Quelques
bailleurs de fonds demandent qu’une application pour financement soit
accompagnée d’une analyse des coûts et des bénéfices. D’autres ne le font pas
(plus).
L’analyse
des coûts et des bénéfices pose des questions difficiles pour les projets de
développement social, à commencer de leur nécessité et utilité.
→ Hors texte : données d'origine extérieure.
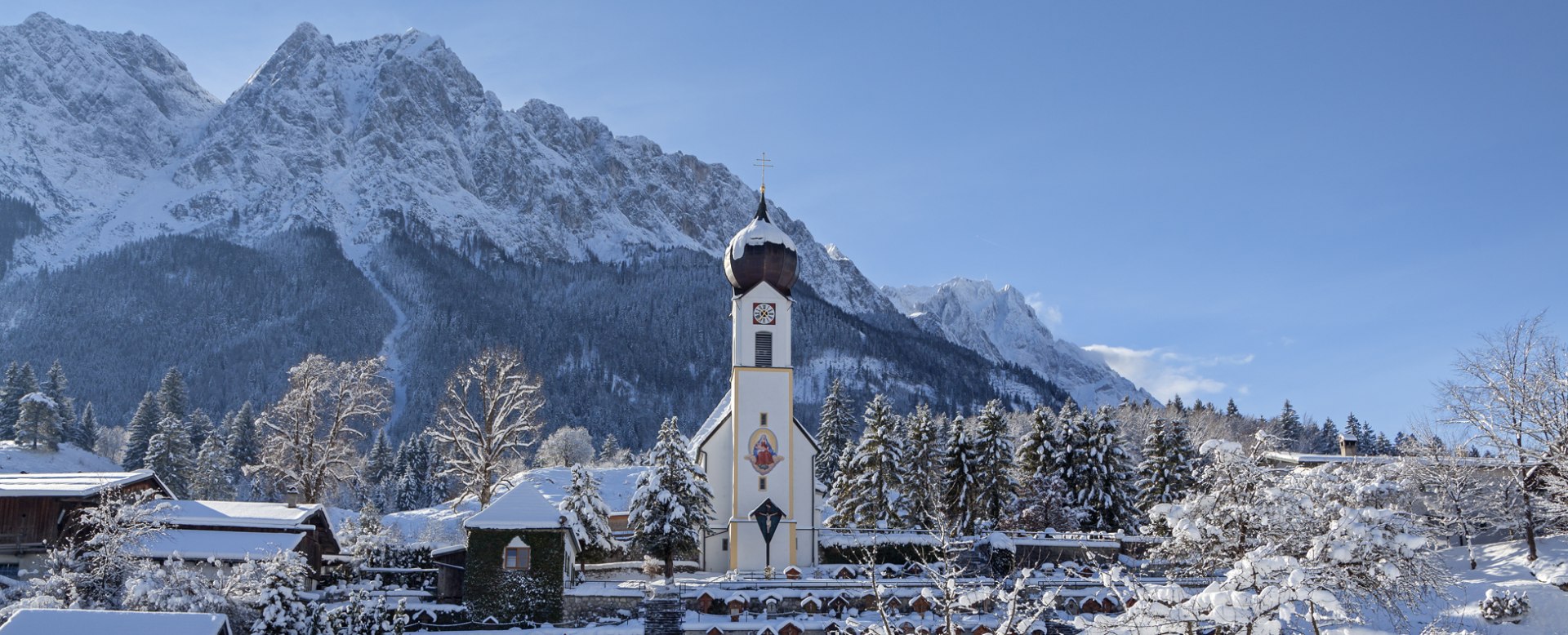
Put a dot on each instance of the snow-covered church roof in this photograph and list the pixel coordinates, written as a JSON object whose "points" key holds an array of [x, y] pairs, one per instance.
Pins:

Les auteurs du
cours retiennent qu’il s’agit de concepts originaires du secteur économique
privé qui sont tout à fait inappropriés aux investissements sociaux prévus des
projets de développement intégré.
Les calculs en peuvent devenir techniquement extrêmement complexes.
Par
exemple, en 2001 la
Commission Européenne a fait à son temps un appel d’offres pour la
réalisation d’une méthode pour analyser les coûts et les bénéfices relatifs à
la qualité de l’air dans le cadre du programme «Air Pur pour l’Europe (CAFE);»
en prévoyant au Par. 5.1.4. de l’Annexe Technique que :
« Les valeurs monétaires clés doivent être examinées
dans trois domaines de base:
i.) les valeurs relatives à la mortalité et à la
morbidité dues à l'altération de la qualité de l'air;
ii.) les valeurs relatives aux changements dans les
écosystèmes; et
iii.) les valeurs relatives aux dommages matériels, y compris lorsqu'ils
touchent le patrimoine culturel. »
Runhaar H. et al, (Policy Analysis
for Sustainable Development – The Toolbox for the Environmental Scientist, International
Jouurnal of Sustainability in Higher Education, Vol.7 no.1, Emerald Publishing
Group, Bingley, 2006) écrivent :
“CBA [Analyse des coûts et des benefices] has several methodological as well
as pragmatic weaknesses. For one thing, it is very data intensive. Often, the
unavailability or inaccuracy of data will place a serious limitation on the
usefulness of the method (Rossi et al., 2004; Wrisberg
and Udo de Haes, 2002)[6].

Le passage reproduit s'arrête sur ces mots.